Chapter 14

Thermal phenomena

Sudden changes of temperature have often been reported in house-haunting phenomena. What is the possibility of there being paranormally produced temperature changes brought about by the remote action of a subject on a thermometer or similar instrument? Some years ago a report was published by the American parapsychologist Gertrude Schmeidler(36) about the thermal effects produced by the psychic Ingo Swann. It was shown that he was able to bring about resistance changes in a thermistor at distances of several metres. Some follow-up reports appeared, and one by Danish physicist Richard Mattuck(37) concerned the rising of mercury in a thermometer brought about by a Danish metal-bender. These publications, together with numerous descriptions in the literature of temperature effects in seances and hauntings, led me to consider the possibility that during metal-bending events there might be changes of temperature. Jean-Pierre Girard has been reported to have affected liquid crystal paint at a distance of several metres.(38) The changes of colour exhibited by these recently developed paints under temperature variation present an attractive goal to the psychic.

Temperature is a measure of the mean of the random speeds of motion in solids, liquids and gases, so that the elevation of temperature may not itself represent a primary physical phenomenon. For example, a shock wave produced by impact dissipates its energy in the form of a rise in temperature, and the action of a compression piston on a gas has a similar effect.

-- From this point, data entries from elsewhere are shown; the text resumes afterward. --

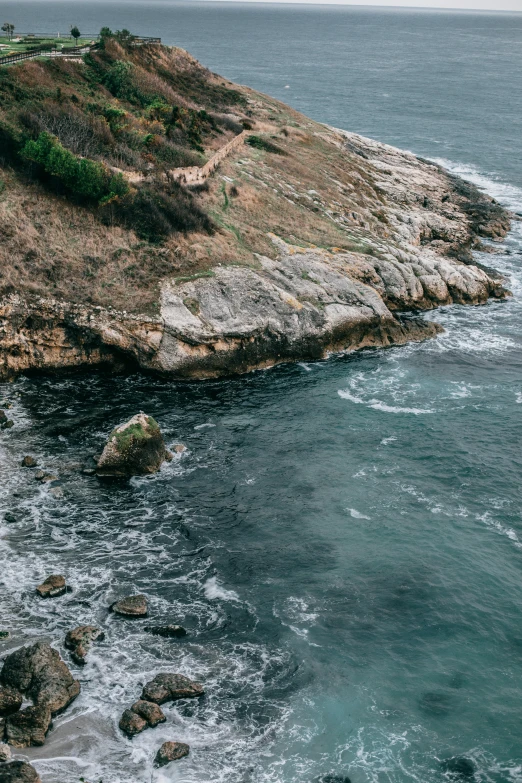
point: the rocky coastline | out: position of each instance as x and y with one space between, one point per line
298 303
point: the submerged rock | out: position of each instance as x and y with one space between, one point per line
10 700
29 726
171 751
459 768
131 723
167 631
39 672
80 640
18 772
135 448
170 687
132 606
52 587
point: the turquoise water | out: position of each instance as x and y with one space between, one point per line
342 539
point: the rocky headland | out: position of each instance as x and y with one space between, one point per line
320 240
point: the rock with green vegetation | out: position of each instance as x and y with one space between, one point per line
135 448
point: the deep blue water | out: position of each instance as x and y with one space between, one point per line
343 540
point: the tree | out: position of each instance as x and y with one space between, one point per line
8 29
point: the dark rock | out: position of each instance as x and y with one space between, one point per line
10 700
5 753
171 751
18 772
135 448
52 587
149 711
39 672
132 606
459 768
29 726
131 723
170 687
168 631
80 640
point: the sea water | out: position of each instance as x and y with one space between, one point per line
341 539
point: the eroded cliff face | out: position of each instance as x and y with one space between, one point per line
295 301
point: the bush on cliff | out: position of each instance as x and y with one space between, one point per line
83 177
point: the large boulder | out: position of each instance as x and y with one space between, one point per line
80 640
171 751
171 687
29 726
18 772
131 606
135 448
39 672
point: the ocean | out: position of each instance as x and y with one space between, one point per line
341 539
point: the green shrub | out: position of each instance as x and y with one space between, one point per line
83 177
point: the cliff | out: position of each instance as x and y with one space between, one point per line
303 240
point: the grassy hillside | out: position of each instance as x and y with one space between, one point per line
73 227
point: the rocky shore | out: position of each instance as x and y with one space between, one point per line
300 301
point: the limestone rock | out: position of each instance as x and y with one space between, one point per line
29 726
80 640
171 751
149 711
52 587
5 753
135 448
132 606
10 700
131 723
18 772
167 631
170 687
39 672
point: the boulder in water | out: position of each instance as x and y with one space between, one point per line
80 640
171 687
18 772
29 726
132 606
39 672
53 586
10 700
135 448
131 723
171 751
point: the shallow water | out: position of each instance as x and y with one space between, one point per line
342 540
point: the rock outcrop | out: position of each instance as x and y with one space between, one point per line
18 772
39 673
132 606
135 448
171 687
171 751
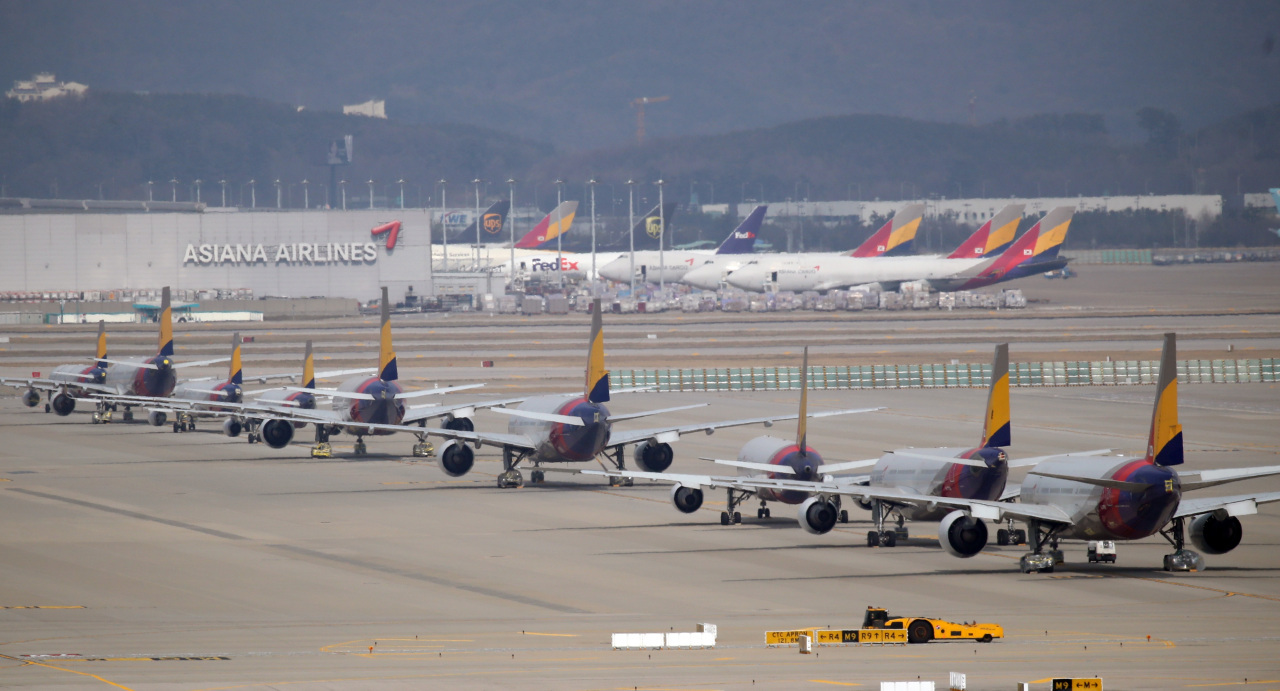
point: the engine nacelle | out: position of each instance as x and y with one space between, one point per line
278 433
232 426
817 516
653 457
63 405
460 424
686 499
456 457
1214 535
961 535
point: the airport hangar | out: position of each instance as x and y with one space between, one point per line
288 254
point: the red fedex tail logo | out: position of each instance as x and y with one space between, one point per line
392 230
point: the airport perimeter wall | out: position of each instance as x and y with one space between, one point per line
292 254
947 376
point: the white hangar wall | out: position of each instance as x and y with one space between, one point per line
141 251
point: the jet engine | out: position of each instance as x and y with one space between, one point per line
278 433
1214 535
456 457
460 424
961 535
817 516
63 405
232 426
686 499
653 457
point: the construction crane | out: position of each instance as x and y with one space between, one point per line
639 104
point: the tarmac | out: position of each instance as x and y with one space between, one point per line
140 558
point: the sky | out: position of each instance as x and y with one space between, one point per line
566 72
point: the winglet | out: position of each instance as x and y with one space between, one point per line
803 421
309 369
741 241
895 237
101 343
1165 442
165 324
996 424
236 375
597 376
387 370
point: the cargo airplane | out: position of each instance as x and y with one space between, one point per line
894 238
1106 497
1033 252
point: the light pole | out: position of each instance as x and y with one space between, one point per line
662 241
511 222
631 234
560 232
444 232
592 183
476 182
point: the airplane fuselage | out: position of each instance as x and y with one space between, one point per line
938 477
557 442
1106 513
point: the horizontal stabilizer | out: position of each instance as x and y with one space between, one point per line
1098 481
647 413
762 467
544 417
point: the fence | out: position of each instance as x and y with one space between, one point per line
947 376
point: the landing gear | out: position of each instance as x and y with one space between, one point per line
321 449
1040 561
880 536
511 477
1182 558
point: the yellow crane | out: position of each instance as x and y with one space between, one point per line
639 105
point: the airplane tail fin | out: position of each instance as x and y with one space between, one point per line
165 324
309 369
993 237
803 421
236 374
741 241
1052 233
492 222
996 424
1165 442
895 237
556 224
597 376
101 343
387 370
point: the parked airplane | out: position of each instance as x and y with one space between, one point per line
895 237
676 262
1036 248
769 468
1107 498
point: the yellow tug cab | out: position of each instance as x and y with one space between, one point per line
924 630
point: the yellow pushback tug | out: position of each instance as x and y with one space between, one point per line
924 630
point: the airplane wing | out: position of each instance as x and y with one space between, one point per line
1208 479
672 434
1239 504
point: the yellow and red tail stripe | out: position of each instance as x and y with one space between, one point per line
1165 442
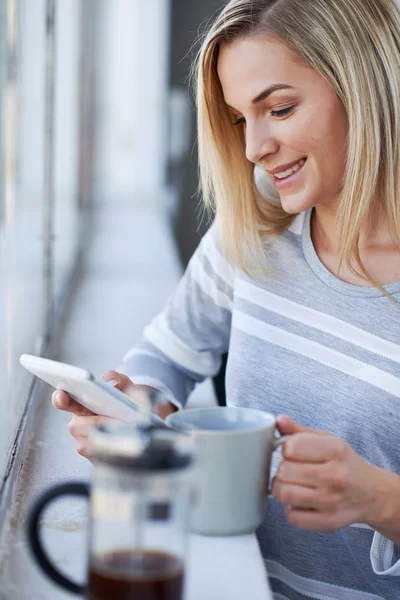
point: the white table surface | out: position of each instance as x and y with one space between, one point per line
226 568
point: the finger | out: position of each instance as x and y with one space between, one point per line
62 401
313 520
295 495
80 427
288 426
307 474
311 447
118 380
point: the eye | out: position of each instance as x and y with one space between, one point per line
283 112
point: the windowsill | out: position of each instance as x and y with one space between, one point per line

The normal bending of a metal is accompanied by a local change in its temperature, and the stretching (back) of such materials as rubber is accompanied by a fall in temperature.

Resistive strain gauges are temperature-compensated; that is, they are designed so that the resistance is invariant to small changes of temperature. Therefore our dynamic strain signals are not due simply to small changes of temperature. However, the dynamic strain pulses are probably accompanied by minute local temperature changes, to which the gauge would not respond.

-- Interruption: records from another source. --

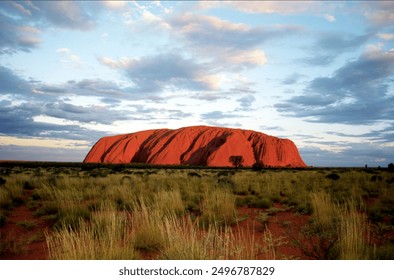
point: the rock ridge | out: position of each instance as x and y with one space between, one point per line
196 145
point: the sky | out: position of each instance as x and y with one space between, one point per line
318 73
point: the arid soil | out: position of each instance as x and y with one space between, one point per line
22 237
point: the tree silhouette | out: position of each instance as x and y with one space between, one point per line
236 161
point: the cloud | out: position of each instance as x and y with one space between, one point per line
11 83
23 22
68 14
354 155
230 46
246 102
266 7
379 13
330 18
357 93
152 74
386 36
33 153
16 36
292 79
218 115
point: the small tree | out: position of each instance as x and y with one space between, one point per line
236 161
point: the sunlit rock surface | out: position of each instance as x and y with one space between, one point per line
196 145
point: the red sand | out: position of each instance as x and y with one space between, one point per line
196 145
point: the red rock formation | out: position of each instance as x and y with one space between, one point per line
196 145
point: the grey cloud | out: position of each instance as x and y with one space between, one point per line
217 115
229 46
13 152
357 155
18 121
246 101
292 79
21 22
16 36
154 73
84 114
357 93
69 14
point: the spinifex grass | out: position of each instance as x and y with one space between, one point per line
354 237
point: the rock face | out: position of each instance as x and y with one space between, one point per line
196 145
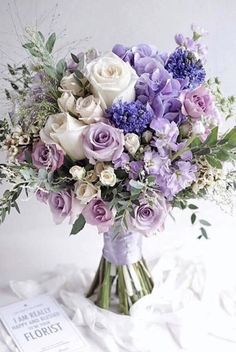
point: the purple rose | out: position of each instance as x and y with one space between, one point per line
47 156
42 195
135 168
60 204
122 161
103 142
182 175
198 102
148 219
97 213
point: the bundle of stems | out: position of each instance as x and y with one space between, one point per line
133 281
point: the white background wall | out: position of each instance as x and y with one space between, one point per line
31 243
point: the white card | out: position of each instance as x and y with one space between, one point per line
41 325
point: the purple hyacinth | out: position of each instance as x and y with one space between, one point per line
157 87
130 117
172 111
184 65
144 58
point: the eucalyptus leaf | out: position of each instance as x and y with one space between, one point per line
212 138
61 67
51 42
51 72
193 218
204 222
78 225
213 162
222 155
192 206
204 233
75 58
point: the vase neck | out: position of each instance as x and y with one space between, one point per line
122 248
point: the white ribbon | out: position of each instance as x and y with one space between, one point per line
180 313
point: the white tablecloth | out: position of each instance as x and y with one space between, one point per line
192 307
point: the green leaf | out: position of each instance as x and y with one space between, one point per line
183 204
75 58
192 206
136 184
151 180
222 155
193 218
212 138
231 135
15 205
34 52
61 66
204 222
50 42
204 233
28 46
41 36
51 72
78 225
196 143
214 162
78 74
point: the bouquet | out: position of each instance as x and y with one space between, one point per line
117 140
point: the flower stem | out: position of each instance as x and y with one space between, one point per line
133 281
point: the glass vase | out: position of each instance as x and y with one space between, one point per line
122 271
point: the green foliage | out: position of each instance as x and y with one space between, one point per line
225 104
78 225
215 149
50 42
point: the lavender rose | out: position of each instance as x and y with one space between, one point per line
148 219
96 212
47 156
60 204
198 102
42 195
103 142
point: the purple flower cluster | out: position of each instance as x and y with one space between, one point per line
184 65
130 117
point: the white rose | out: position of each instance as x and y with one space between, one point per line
89 109
77 172
108 177
70 83
147 136
67 102
132 143
99 167
85 191
66 131
111 78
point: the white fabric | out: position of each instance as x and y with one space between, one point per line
187 309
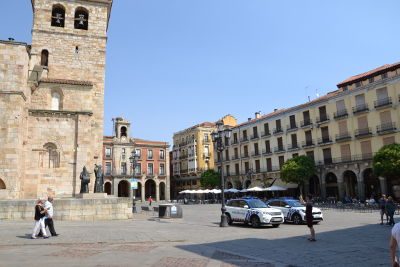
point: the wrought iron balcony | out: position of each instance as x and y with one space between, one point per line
383 102
340 114
364 132
306 123
386 128
343 137
277 130
308 143
360 108
323 118
324 140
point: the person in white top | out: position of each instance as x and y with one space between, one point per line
394 242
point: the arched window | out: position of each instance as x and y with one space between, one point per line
58 16
81 18
44 58
51 158
55 101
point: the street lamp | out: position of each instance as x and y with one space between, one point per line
218 138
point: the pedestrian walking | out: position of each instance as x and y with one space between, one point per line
394 244
390 209
48 221
309 218
40 212
382 207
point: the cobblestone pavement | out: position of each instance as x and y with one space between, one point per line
343 239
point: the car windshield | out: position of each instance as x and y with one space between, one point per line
256 203
294 203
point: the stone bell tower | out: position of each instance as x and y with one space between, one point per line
66 104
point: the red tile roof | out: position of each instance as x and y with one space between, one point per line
368 74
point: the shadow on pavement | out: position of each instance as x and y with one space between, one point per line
359 246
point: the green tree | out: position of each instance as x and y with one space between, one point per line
386 161
297 170
210 179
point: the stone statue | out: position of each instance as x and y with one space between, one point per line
98 185
85 180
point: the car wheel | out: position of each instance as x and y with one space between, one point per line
255 221
229 219
296 218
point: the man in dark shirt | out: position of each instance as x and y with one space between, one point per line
309 218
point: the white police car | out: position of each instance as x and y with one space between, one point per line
294 211
254 211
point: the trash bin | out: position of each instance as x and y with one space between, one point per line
167 211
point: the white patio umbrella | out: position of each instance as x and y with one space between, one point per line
276 188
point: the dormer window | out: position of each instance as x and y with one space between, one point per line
81 18
58 16
44 58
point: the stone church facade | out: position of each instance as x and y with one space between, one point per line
52 99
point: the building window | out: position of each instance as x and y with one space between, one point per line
162 169
55 101
150 169
108 152
149 154
44 58
108 168
162 154
81 19
58 16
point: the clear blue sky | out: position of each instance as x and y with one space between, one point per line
174 63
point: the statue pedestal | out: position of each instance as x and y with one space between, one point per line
91 195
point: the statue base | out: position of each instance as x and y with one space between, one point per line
92 195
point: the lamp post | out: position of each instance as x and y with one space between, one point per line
218 138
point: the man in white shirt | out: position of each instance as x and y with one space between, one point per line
394 241
49 216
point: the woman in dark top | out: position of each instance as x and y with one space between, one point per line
309 218
40 212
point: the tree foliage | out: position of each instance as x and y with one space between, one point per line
386 161
297 170
210 179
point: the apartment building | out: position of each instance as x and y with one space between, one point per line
151 169
341 131
192 154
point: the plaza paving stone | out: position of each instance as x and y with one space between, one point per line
344 238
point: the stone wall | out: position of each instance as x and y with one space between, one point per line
71 209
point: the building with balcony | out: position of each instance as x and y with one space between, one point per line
192 154
151 169
341 131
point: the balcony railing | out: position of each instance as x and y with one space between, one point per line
363 132
323 118
360 108
383 102
264 134
293 146
279 149
324 140
343 136
291 127
306 123
308 143
267 151
386 128
255 136
277 130
340 114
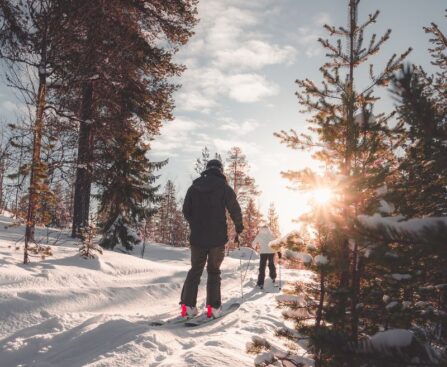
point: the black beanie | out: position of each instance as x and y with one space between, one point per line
214 163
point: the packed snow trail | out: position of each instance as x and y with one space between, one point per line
67 311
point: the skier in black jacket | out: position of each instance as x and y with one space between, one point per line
205 208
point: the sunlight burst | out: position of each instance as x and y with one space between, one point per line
322 195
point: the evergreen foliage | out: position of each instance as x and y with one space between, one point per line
127 190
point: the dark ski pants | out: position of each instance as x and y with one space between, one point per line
199 257
262 265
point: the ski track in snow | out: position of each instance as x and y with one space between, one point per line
67 311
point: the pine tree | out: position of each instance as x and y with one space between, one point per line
420 185
355 144
201 162
273 221
137 59
166 215
127 190
237 173
180 228
30 37
252 222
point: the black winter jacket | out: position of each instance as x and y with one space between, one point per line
204 209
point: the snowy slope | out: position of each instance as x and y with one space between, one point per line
67 311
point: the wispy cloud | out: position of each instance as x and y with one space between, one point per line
308 35
240 129
174 136
225 56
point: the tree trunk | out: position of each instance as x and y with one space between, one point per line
36 164
319 316
81 204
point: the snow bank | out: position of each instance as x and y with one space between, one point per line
398 224
395 338
68 311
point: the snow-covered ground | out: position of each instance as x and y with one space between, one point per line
67 311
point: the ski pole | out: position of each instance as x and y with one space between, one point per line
279 264
240 265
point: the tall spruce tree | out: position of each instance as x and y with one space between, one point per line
30 38
355 144
237 173
201 162
167 215
136 59
252 222
128 190
273 220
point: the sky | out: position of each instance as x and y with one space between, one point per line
239 85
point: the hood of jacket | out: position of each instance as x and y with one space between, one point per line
209 180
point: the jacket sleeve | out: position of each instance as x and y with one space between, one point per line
187 206
234 209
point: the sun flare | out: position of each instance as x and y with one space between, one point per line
322 195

There are well-known devices, including thermistors, whose electrical resistance is very sensitive to temperature, but very much less sensitive to strain. If we wish to investigate the possible existence of temperature changes during metal-bending, such devices can be attached to metal specimens and chart-records made of the time variation of their resistance. I carried out such experiments with Stephen North, using the temperature gauge type STG 50D made by Micro-Measurements Inc. The sensor, which is formed of a nickel filament enclosed in epoxy-resin and glass fibre, has a nominal resistance of 50 Ohm and was used with resistive compensation in our standard 120 Ohm arm bridge. Resistive strain gauges were also mounted on the metal specimen, and strain pulses were recorded during the sessions, including a permanent bend.

I have at no time in these sessions observed any sudden temperature change at a thermal sensor. The high thermal conductivity of the metal specimen makes it possible to detect temperature changes over an area rather wider than that of the thermal sensor, whose dimensions are 12 X 9 mm. The sensitivity of the equipment is such that changes of less than one-fiftieth of a degree could be detected. Thus the proximity of the subject’s hands, and local air currents, were both detectable as relatively gradual temperature changes. Stephen North soon understood the magnitude of these effects and succeeded in keeping sufficiently far from the sensor to avoid serious interference. No dynamic signals of any significance were recorded on the temperature charts during these sessions, although strain pulses were recorded. I have not pursued thermal sensor studies in extenso because of the initial absence of signals; but it seems unlikely that anything more than highly locaised temperature effects are produced by metal-benders.
However, this is not evidence that there are not minute local secondary temperature changes occurring when the resistive strain gauges receive dynamic strain pulses. Italian physicists have reported macroscopic temperature rises in specimens stroked manually by metal-bender Orlando Bragante.

It has been remarked by Dr Crussard that some structural changes instigated by Jean-Pierre Girard would have required a temperature of 600°C to bring them about. It might be inferred that locaised regions of high temperature existed at points in the metal. Further evidence comes from magnetization data.

One reason why an elevated temperature can bring about a structural change is that chemical and physical reaction rates in general increase exponentially with temperature; thus if one structure is being formed continually but immeasurably slowly at room temperature, then an elevated temperature will favour its rapid formation. A familiar situation is that one structure is the most stable when the atoms are in faster motion, and another structure is the most stable when they are moving more slowly; the conversion from one to another is known as a phase transition. But the onset of fast motion does not imply the immediate attainment of local thermodynamic equilibrium. There are non-equilibrium ways of inducing structural change – for example, bombardment with nuclear radiation – which are effective without inducing much heat. If the psychic induction of structural change is a non-equilibrium process, then the paranormal production of temperature is only a secondary phenomenon; the atomic events leading to the structural change should be regarded as the primary phenomenon.